Мария, вспрыгнув на подножку, тихо, но очень внятно произнесла:
- Как только ты меня позовешь, Раиф, я сразу же к тебе приеду!..
До меня не сразу дошел смысл ее слов. Помолчав одно мгновение, она добавила:
- Куда бы ты ни позвал, сразу же приеду! Только тогда я понял наконец, что она хотела
сказать. Я ринулся было к вагону, чтобы обнять и поцеловать ее на прощание, но поезд беззвучно тронулся. Мария прошла в свое купе и встала у окна. Некоторое время я бежал вслед за вагоном, махая ей рукой, но потом начал отставать и громко крикнул:
- Позову!.. Обязательно позову!
Она улыбнулась в ответ и кивнула головой, как бы говоря, что верит моему обещанию.

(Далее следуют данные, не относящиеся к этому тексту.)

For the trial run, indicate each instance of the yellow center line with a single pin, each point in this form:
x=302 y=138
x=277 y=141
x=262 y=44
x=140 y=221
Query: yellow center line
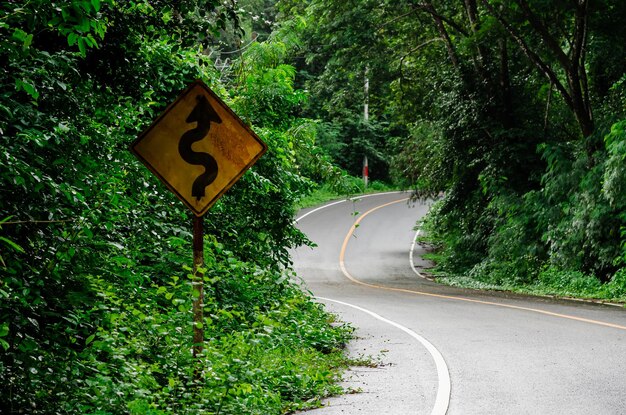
x=342 y=265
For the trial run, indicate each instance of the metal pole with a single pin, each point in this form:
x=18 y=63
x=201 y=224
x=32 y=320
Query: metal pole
x=198 y=286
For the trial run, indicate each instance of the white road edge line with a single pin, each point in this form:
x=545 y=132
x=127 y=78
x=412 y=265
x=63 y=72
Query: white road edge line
x=442 y=400
x=344 y=200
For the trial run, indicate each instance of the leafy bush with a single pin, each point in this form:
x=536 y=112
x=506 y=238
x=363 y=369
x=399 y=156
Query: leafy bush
x=95 y=312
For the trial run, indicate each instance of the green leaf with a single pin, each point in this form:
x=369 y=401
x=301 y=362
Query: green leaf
x=82 y=47
x=12 y=244
x=24 y=85
x=72 y=39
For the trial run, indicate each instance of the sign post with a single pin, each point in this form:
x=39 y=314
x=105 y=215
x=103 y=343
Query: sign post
x=197 y=285
x=198 y=148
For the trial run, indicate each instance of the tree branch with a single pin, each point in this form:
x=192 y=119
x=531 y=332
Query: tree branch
x=534 y=58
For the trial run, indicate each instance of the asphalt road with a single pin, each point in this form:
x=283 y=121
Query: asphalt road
x=446 y=350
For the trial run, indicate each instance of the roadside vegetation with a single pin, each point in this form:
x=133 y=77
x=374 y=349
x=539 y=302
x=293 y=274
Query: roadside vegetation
x=516 y=111
x=95 y=254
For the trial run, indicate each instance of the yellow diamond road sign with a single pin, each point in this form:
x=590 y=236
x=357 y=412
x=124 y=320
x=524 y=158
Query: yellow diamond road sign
x=198 y=147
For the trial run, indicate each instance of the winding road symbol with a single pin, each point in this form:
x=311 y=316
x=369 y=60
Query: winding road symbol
x=198 y=147
x=204 y=114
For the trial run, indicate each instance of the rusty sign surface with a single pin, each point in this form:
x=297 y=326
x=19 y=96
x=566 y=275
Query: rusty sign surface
x=198 y=147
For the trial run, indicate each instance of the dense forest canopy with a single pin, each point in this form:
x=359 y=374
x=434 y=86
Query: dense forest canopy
x=513 y=110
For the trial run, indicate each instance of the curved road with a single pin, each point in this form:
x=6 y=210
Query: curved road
x=447 y=350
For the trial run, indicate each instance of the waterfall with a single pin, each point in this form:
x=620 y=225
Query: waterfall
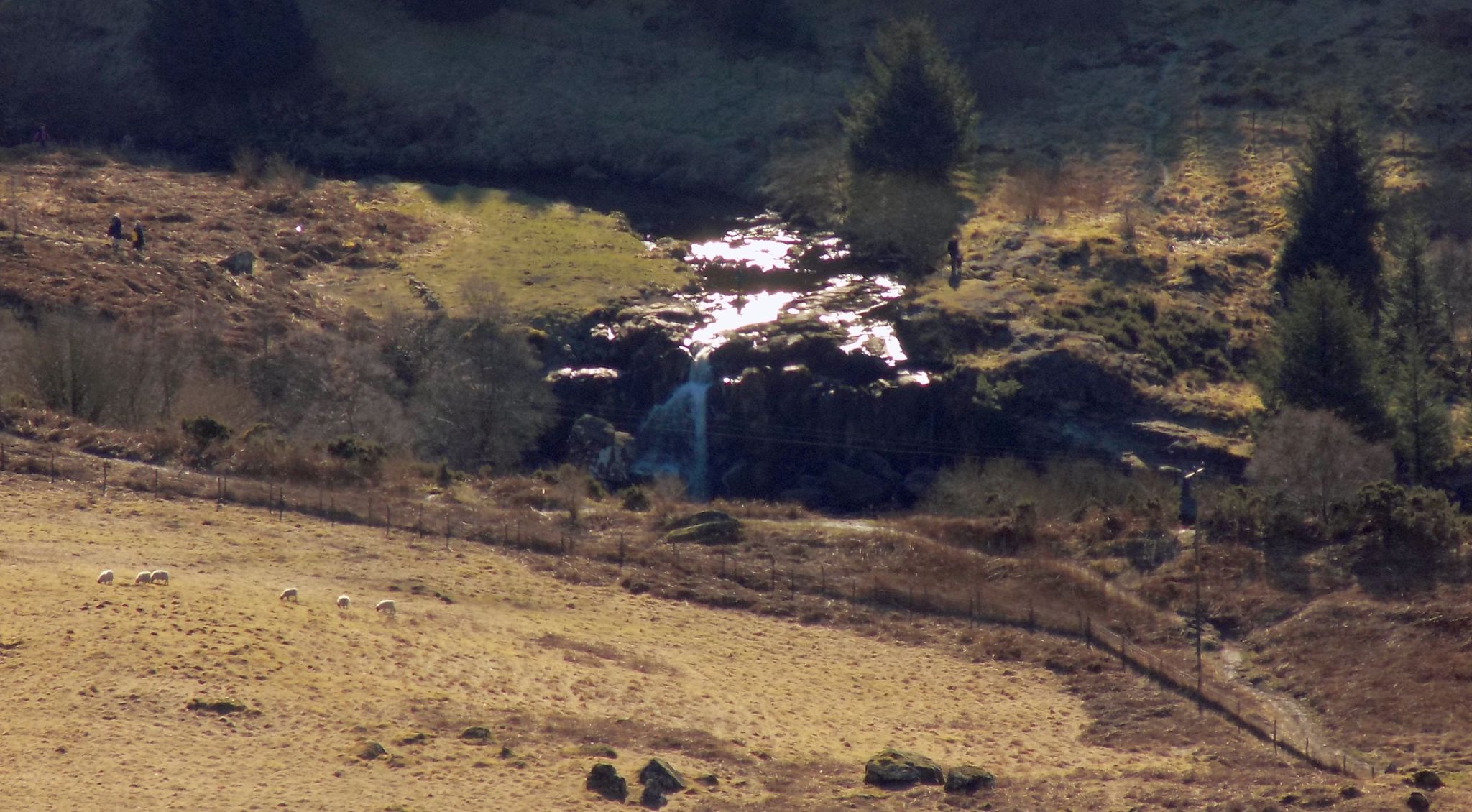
x=671 y=439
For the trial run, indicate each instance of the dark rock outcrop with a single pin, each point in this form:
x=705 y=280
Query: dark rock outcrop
x=969 y=780
x=707 y=527
x=605 y=780
x=660 y=774
x=239 y=264
x=894 y=768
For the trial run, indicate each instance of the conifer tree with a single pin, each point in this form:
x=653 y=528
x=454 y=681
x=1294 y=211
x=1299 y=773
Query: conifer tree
x=1417 y=340
x=1327 y=355
x=914 y=112
x=1335 y=208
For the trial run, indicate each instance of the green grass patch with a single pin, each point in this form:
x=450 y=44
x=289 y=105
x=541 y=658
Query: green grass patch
x=532 y=257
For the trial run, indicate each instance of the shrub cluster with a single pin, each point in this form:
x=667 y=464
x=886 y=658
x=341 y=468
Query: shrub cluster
x=1174 y=338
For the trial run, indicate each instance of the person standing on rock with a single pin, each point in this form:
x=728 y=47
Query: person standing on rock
x=115 y=230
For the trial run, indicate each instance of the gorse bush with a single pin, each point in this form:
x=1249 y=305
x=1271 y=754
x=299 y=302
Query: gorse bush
x=452 y=11
x=1404 y=528
x=1174 y=338
x=227 y=50
x=914 y=112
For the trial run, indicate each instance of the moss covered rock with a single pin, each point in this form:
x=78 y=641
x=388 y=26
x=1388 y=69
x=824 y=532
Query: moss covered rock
x=898 y=768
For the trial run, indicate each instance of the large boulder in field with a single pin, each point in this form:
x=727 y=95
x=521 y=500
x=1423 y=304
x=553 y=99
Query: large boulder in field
x=893 y=768
x=605 y=780
x=660 y=774
x=707 y=527
x=967 y=780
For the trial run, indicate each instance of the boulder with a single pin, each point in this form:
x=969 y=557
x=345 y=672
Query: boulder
x=969 y=780
x=605 y=780
x=239 y=262
x=707 y=527
x=900 y=768
x=653 y=798
x=660 y=774
x=1427 y=780
x=607 y=453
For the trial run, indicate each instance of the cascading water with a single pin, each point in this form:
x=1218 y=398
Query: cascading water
x=671 y=439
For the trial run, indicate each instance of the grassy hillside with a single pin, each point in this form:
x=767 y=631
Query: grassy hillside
x=101 y=681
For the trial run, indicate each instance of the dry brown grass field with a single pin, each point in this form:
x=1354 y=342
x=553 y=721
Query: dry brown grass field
x=98 y=683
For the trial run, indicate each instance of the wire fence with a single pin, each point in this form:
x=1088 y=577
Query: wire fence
x=542 y=535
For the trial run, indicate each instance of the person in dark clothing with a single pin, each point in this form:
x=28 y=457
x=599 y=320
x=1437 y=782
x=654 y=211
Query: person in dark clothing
x=115 y=230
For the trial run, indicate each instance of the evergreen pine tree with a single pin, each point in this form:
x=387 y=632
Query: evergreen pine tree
x=1417 y=340
x=1417 y=305
x=1335 y=209
x=1327 y=355
x=1420 y=415
x=914 y=114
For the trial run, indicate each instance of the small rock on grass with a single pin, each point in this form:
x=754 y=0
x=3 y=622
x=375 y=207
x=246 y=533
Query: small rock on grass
x=897 y=767
x=1427 y=780
x=653 y=798
x=660 y=774
x=605 y=780
x=967 y=780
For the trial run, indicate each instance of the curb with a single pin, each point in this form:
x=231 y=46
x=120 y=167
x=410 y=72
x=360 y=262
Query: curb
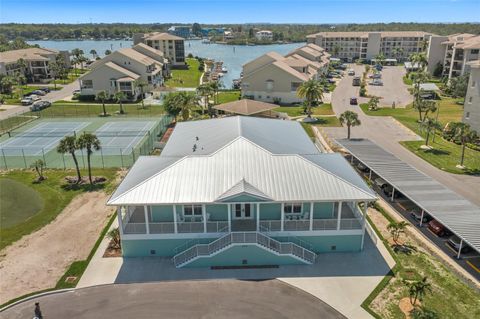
x=46 y=293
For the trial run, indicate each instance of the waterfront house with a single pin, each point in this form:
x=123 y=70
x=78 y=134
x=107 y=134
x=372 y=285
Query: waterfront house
x=276 y=78
x=241 y=191
x=121 y=70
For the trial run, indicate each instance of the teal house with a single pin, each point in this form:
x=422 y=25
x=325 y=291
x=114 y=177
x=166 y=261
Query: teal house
x=241 y=191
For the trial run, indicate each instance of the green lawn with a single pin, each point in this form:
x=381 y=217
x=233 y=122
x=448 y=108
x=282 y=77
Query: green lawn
x=450 y=297
x=444 y=155
x=186 y=78
x=53 y=197
x=293 y=111
x=228 y=96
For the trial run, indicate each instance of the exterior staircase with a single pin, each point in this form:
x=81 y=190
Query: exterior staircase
x=244 y=238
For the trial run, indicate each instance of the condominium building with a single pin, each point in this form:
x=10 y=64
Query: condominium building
x=264 y=35
x=350 y=46
x=276 y=78
x=258 y=194
x=471 y=108
x=121 y=70
x=172 y=46
x=453 y=53
x=37 y=62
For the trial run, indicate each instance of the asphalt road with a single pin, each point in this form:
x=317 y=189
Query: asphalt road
x=185 y=299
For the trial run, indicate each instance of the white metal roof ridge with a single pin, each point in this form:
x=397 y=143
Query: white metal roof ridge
x=241 y=158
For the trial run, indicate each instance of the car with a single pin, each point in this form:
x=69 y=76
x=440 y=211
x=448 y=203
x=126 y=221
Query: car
x=454 y=242
x=417 y=215
x=438 y=229
x=40 y=105
x=29 y=99
x=38 y=92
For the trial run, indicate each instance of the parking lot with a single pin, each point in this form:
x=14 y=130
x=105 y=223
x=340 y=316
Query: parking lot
x=470 y=261
x=393 y=88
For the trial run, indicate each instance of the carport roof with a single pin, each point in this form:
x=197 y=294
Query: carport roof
x=452 y=210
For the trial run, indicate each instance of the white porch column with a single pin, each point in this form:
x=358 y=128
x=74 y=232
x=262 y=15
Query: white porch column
x=311 y=215
x=282 y=217
x=229 y=217
x=175 y=219
x=147 y=224
x=364 y=220
x=120 y=222
x=339 y=217
x=258 y=217
x=460 y=249
x=204 y=216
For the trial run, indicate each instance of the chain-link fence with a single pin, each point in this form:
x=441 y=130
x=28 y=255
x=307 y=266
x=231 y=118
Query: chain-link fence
x=107 y=156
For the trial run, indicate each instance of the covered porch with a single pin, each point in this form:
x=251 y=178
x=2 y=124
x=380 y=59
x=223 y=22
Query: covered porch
x=241 y=217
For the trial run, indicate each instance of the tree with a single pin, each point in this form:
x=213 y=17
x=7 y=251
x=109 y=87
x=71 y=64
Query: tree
x=171 y=105
x=465 y=135
x=68 y=144
x=102 y=96
x=373 y=103
x=141 y=84
x=93 y=52
x=205 y=91
x=312 y=91
x=91 y=143
x=417 y=289
x=396 y=229
x=114 y=236
x=39 y=165
x=119 y=98
x=349 y=118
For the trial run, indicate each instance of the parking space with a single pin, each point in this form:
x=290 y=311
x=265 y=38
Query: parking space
x=392 y=90
x=469 y=259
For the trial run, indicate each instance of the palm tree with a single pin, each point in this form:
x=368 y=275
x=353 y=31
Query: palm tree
x=205 y=90
x=93 y=52
x=373 y=103
x=312 y=92
x=119 y=97
x=68 y=144
x=396 y=229
x=349 y=118
x=91 y=143
x=465 y=135
x=102 y=96
x=39 y=165
x=141 y=84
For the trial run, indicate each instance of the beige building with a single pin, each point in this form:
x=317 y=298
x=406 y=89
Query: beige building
x=350 y=46
x=37 y=60
x=121 y=70
x=172 y=46
x=276 y=78
x=454 y=53
x=471 y=108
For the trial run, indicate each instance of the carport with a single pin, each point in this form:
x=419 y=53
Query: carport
x=456 y=213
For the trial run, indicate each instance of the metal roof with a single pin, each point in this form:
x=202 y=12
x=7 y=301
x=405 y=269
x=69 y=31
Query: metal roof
x=452 y=210
x=207 y=136
x=206 y=178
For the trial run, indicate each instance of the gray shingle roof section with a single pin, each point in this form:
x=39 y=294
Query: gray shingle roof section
x=207 y=136
x=452 y=210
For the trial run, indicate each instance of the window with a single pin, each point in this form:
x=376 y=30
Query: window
x=292 y=208
x=192 y=210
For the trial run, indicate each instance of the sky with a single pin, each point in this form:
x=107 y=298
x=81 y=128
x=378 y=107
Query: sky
x=238 y=11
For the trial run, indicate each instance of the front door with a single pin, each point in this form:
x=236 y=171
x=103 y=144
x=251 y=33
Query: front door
x=243 y=211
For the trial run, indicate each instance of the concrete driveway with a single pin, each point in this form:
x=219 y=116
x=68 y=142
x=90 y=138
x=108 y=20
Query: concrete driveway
x=393 y=88
x=186 y=299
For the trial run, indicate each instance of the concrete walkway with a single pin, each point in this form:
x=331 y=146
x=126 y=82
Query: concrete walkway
x=387 y=132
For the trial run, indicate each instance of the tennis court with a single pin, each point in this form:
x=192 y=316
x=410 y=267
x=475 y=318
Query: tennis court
x=122 y=137
x=41 y=138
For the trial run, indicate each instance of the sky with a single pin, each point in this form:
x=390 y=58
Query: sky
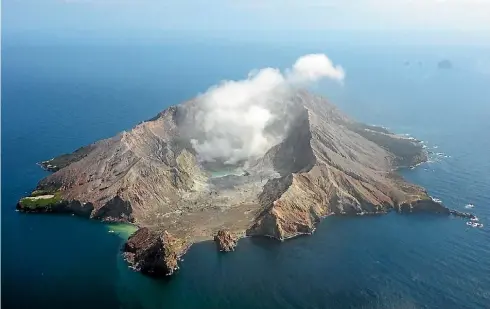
x=251 y=17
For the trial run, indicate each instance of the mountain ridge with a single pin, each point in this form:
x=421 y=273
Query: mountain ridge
x=151 y=176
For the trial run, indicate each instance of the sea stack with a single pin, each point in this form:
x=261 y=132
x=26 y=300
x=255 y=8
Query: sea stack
x=321 y=163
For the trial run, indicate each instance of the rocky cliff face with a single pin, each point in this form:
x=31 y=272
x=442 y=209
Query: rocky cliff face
x=151 y=176
x=152 y=253
x=225 y=241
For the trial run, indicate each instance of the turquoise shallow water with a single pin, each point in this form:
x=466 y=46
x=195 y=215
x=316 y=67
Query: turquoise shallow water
x=56 y=98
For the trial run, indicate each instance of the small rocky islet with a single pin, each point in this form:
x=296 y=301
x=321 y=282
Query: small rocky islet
x=150 y=176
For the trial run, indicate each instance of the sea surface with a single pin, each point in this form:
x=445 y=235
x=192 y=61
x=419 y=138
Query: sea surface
x=56 y=98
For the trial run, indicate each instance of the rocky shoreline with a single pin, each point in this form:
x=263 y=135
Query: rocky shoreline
x=327 y=164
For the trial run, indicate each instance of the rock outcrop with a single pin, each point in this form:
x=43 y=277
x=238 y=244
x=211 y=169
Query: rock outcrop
x=225 y=241
x=325 y=164
x=152 y=253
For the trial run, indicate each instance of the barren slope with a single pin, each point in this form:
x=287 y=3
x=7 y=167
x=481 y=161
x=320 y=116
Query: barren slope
x=326 y=164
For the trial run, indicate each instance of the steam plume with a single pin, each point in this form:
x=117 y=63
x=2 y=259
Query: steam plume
x=238 y=120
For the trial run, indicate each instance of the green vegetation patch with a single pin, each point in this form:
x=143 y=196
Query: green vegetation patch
x=41 y=200
x=41 y=192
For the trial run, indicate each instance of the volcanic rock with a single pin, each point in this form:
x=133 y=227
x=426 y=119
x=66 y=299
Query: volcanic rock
x=326 y=163
x=225 y=241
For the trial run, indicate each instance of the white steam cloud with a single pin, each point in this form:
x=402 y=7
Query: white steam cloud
x=238 y=120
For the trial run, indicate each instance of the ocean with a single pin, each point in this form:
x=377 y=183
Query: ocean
x=56 y=98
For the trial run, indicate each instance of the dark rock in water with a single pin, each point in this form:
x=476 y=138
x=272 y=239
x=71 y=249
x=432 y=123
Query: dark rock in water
x=457 y=213
x=445 y=64
x=425 y=205
x=326 y=163
x=225 y=241
x=153 y=253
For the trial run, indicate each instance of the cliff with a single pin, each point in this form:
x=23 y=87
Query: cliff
x=151 y=176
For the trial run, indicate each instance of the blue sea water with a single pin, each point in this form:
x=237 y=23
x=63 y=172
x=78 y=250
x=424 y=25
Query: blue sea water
x=57 y=98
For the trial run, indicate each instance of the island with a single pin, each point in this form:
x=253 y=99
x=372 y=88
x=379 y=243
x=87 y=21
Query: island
x=152 y=176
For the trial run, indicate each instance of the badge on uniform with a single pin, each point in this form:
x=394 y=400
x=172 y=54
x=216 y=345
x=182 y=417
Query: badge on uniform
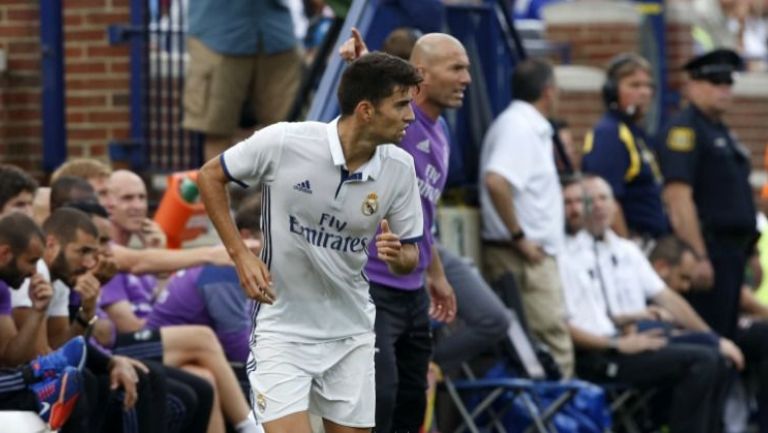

Сердце мое сжалось. Почему мы не договорились с ней обо всем еще накануне? Почему болтали о чем угодно - и о сборах, и о том, как приятно путешествовать, и о затянувшейся зиме, - но ни словом не коснулись самого главного? А может быть, так даже лучше! О чем тут, собственно, говорить? Результат все равно был бы тот же самый, Мария, пожалуй, нашла лучший выход… Несомненно… Обещание дано - и принято. Никаких обсуждений и споров. Что может быть прекраснее такого расставания! В сравнении с ним горьки и бесцветны все заготовленные мною, но так и не высказанные красивые слова.
Теперь я догадался, почему она решила уехать раньше меня. Ей было бы очень тяжело оставаться в Берлине после моего отъезда. Сборы, получение паспорта, билета, визы, - мне некогда было даже вздохнуть из-за всех этих хлопот, и все-таки у меня щемило сердце, когда я проходил по улицам, где мы когда-то вместе с ней гуляли. Однако, если вдуматься, нет причин для тоски. Я вернусь в Турцию, улажу свои дела и немедленно вызову ее к себе. Вот и все. Моя фантазия, как обычно, разыгралась. Я уже выбирал место на окраине Хаврана для постройки красивой виллы; представлял себе, как мы будем прогуливаться с Марией по тамошним лесам и холмам.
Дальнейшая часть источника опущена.